Monovithya Kem (born 2 October 1981) is a Cambodian politician and the eldest daughter of Cambodian opposition leader Kem Sokha. She is a member of the Permanent Committee of the Cambodia National Rescue Party and its Deputy Director-General of Public Affairs since 2013. In 2026, she was appointed as Special Envoy to the Prime Minister of Cambodia by Hun Manet, equivalent to the rank of minister.

She was in exile following the country’s political crisis in 2017, when her father was imprisoned and the Cambodia National Rescue Party was dissolved. She has since been leading the advocacy efforts abroad to restore Cambodia’s democracy. Her advocacy has drawn threats from the ruling regime including that from the Deputy Prime Minister threatening to amend the Constitution to ban her from the country.

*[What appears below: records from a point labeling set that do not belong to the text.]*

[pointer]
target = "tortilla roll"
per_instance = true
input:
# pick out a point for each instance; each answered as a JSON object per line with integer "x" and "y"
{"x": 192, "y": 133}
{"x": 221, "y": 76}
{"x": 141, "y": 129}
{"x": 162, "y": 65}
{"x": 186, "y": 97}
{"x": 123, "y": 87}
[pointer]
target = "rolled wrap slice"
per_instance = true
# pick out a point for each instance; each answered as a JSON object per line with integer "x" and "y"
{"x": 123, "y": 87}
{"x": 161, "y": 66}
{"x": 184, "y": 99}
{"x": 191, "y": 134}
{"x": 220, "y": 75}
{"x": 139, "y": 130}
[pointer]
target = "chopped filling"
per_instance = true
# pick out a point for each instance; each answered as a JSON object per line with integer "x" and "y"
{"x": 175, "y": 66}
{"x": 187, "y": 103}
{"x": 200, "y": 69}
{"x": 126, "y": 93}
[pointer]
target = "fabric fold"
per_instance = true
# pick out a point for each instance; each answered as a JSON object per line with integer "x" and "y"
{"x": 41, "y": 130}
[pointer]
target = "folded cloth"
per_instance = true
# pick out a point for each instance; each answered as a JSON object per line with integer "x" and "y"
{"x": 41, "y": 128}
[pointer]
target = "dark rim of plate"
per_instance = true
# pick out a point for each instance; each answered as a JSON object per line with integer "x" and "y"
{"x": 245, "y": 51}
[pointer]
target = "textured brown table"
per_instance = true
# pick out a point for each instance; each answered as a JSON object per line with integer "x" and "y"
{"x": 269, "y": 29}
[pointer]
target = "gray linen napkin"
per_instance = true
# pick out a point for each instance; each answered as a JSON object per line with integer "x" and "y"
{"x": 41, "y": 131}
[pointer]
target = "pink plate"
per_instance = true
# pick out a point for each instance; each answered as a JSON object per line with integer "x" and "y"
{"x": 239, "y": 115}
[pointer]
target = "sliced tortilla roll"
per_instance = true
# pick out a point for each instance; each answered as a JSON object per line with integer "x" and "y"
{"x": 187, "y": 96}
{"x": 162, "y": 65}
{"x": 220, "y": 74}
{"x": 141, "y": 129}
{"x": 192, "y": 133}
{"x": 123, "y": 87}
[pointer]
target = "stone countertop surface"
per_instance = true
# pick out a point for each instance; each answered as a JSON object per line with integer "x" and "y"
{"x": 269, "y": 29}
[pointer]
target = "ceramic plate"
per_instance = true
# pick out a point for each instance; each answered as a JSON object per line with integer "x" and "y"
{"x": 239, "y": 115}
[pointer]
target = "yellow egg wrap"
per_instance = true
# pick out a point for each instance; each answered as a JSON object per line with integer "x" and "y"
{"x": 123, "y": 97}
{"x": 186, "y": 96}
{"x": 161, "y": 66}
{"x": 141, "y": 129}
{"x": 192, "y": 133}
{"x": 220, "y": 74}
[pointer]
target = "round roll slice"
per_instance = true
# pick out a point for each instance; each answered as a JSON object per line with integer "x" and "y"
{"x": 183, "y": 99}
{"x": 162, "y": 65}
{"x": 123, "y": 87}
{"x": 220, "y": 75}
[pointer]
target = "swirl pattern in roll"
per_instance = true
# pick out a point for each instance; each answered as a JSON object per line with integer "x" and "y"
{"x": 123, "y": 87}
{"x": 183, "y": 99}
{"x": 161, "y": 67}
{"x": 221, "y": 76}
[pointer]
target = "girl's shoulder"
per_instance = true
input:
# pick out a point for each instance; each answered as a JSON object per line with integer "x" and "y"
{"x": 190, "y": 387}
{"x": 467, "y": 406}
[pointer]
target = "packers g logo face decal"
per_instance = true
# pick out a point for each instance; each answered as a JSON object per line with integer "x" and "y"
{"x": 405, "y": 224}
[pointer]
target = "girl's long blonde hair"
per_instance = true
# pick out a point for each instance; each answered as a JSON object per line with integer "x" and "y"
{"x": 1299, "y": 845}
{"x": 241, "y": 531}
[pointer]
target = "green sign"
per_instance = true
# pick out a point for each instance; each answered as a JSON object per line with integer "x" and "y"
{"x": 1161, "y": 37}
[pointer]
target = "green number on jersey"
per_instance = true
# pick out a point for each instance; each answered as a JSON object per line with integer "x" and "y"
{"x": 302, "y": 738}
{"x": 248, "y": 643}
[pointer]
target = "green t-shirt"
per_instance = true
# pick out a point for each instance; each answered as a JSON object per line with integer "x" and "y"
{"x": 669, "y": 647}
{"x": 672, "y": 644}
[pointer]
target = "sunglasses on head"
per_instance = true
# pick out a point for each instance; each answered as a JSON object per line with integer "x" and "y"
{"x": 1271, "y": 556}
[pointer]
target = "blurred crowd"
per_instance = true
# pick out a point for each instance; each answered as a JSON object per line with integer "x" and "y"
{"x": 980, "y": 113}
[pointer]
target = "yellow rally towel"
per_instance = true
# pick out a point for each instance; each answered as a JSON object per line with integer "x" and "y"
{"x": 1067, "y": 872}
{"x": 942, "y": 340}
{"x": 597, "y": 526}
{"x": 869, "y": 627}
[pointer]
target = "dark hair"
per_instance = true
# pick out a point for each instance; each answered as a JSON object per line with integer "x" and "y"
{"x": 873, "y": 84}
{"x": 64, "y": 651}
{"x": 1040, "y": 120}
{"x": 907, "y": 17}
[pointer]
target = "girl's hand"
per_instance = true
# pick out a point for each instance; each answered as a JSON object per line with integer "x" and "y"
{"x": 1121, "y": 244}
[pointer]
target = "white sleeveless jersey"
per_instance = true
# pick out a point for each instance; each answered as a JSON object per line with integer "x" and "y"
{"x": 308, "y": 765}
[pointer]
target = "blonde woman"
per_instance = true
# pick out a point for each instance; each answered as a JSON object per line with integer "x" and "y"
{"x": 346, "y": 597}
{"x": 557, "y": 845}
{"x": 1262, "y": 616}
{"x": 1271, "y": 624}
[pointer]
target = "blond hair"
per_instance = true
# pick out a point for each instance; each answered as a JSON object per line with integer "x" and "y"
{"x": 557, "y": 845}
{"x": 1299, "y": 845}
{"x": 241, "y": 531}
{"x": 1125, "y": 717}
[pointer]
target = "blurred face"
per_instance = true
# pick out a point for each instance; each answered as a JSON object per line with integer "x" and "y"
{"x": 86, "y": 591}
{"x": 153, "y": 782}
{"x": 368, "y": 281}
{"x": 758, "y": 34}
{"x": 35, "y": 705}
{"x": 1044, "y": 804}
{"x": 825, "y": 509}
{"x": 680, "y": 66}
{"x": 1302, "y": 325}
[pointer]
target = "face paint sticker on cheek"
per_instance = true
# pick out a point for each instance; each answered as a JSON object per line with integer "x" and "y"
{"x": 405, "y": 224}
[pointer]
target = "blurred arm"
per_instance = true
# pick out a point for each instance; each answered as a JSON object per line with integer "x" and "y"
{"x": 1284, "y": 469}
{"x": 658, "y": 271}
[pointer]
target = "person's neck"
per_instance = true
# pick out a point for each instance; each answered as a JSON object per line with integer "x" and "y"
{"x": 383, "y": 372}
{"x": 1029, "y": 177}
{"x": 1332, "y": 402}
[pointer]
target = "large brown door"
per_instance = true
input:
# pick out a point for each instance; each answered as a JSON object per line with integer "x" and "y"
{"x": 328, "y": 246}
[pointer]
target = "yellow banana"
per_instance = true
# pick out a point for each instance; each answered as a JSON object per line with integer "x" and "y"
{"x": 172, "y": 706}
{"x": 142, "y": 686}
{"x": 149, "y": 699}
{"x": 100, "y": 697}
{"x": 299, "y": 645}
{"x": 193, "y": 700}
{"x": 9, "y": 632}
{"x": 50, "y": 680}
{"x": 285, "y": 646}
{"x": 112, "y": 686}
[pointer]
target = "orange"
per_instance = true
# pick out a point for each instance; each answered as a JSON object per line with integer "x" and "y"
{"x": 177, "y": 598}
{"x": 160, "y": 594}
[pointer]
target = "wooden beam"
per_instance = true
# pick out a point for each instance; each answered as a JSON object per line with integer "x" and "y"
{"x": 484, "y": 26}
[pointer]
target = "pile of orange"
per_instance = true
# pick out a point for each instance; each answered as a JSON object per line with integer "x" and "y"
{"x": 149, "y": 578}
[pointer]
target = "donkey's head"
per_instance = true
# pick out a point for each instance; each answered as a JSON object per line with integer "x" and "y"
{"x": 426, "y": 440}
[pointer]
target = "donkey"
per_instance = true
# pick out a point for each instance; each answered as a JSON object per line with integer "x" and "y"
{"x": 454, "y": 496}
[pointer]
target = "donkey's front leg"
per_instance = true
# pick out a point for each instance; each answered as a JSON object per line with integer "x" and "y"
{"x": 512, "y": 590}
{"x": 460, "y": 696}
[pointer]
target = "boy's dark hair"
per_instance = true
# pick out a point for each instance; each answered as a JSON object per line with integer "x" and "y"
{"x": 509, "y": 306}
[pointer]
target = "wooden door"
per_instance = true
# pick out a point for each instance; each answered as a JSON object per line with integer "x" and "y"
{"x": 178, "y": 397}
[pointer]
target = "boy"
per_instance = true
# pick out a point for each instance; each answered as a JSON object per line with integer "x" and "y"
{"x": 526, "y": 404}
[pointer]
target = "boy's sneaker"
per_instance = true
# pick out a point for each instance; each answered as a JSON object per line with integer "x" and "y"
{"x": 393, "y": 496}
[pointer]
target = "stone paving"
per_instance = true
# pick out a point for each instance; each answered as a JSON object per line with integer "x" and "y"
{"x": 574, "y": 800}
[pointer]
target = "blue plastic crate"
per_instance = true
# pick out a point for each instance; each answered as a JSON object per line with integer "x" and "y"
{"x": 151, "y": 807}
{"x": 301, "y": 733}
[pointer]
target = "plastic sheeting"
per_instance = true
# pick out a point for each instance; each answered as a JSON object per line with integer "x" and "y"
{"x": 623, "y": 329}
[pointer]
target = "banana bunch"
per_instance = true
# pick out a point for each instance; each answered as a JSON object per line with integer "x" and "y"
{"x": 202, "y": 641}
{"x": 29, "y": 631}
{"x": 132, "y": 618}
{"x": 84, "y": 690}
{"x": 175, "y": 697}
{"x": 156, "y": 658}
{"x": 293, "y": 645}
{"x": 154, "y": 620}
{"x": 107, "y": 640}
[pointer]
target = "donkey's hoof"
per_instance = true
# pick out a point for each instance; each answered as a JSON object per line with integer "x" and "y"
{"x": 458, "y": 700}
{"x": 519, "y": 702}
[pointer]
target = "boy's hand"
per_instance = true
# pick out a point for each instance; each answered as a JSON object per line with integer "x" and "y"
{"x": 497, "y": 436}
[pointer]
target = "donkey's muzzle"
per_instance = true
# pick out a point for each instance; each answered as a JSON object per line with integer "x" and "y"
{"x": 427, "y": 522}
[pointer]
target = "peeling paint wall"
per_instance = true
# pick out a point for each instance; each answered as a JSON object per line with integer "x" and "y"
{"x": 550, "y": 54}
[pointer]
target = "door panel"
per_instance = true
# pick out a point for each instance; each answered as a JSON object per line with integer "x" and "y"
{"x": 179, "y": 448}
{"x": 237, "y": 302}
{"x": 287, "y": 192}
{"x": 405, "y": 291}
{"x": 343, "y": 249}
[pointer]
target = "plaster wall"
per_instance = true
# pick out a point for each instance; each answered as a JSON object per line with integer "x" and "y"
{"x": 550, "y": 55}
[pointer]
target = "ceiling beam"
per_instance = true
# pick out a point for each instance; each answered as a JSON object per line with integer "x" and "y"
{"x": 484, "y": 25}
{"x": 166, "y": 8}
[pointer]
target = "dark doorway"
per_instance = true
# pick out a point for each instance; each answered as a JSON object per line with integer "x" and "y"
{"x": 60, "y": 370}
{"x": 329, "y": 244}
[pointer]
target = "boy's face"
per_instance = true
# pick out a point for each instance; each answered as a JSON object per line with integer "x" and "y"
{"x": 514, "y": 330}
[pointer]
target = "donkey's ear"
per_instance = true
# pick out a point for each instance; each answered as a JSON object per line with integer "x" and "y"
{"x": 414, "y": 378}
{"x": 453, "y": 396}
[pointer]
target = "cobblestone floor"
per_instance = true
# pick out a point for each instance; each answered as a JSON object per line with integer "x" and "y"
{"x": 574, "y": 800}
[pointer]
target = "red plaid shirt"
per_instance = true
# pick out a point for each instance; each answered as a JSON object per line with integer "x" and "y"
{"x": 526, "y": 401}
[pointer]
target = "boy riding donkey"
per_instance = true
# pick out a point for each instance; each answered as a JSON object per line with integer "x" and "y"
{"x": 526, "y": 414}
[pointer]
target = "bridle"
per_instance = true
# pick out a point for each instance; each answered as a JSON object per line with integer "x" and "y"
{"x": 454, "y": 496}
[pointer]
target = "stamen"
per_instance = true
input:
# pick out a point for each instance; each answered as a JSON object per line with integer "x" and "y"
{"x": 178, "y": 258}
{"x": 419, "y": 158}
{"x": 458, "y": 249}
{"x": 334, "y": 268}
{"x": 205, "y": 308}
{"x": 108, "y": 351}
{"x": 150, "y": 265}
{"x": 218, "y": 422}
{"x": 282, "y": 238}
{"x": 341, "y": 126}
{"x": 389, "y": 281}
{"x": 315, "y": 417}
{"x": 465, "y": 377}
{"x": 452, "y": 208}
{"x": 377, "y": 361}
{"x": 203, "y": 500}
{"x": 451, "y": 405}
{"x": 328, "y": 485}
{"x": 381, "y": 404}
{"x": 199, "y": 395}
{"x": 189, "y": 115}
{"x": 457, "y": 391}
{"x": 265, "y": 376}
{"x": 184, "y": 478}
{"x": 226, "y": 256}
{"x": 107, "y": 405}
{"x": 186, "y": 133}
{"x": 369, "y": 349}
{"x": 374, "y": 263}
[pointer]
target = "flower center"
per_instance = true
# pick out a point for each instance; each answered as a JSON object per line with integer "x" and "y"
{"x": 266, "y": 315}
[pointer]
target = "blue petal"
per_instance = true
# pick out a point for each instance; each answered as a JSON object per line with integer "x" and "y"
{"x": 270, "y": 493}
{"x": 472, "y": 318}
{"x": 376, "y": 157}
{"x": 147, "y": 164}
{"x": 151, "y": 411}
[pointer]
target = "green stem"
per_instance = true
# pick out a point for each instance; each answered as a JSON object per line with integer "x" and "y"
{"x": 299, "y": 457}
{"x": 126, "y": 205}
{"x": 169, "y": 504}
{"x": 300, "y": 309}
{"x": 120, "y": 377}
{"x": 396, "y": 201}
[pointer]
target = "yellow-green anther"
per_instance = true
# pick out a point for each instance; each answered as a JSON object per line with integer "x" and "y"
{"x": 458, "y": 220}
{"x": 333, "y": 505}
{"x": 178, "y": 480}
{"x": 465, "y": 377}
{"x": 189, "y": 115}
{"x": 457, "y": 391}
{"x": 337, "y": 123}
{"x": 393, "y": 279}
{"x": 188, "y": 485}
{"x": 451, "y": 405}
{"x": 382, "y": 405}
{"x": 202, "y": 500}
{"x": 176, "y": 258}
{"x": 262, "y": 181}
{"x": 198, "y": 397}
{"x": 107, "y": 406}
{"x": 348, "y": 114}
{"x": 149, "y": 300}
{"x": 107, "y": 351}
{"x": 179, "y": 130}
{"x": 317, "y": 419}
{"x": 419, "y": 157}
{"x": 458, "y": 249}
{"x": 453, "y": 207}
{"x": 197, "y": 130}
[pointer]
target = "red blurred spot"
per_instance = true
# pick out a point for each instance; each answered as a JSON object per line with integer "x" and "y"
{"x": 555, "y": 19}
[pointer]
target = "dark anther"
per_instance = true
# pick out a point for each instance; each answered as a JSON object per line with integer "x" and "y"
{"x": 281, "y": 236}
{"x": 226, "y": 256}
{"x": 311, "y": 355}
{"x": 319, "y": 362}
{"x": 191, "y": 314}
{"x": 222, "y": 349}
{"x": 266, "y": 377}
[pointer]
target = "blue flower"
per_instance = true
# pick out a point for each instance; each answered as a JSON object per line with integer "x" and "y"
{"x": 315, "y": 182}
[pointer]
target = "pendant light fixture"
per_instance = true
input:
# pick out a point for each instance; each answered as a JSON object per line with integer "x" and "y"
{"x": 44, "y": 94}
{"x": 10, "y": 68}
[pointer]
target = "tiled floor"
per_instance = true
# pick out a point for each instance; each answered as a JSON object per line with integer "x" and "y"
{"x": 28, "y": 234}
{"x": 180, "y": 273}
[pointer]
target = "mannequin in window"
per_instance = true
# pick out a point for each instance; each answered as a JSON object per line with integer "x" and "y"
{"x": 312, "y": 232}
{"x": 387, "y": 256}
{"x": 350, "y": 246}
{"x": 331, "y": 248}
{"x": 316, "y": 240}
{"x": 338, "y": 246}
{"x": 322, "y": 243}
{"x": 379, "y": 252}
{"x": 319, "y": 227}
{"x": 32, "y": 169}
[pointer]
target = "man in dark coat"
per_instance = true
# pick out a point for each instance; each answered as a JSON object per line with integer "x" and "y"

She has been reported to be a target of alleged ongoing espionage from China. The Facebook Files received by the United States Congress in 2021 also found suspected ties to Chinese intelligence engaging in consistent and long term targeting of officials from the Cambodia National Rescue Party.

Kem first came to public attention when she successfully campaigned for her father's release from Cambodia's prison in 2006. She was an organizer and speaker for the 2006 campaign to free her father and four other Cambodian human rights activists.

In 2014, Kem was considered to serve on the National Election Committee (Cambodia), but eventually she withdrew her candidacy.

Kem was born and raised in Cambodia. She holds a bachelor of science in business administration from San Jose State University and a masters of science in business economics from the University of Amsterdam.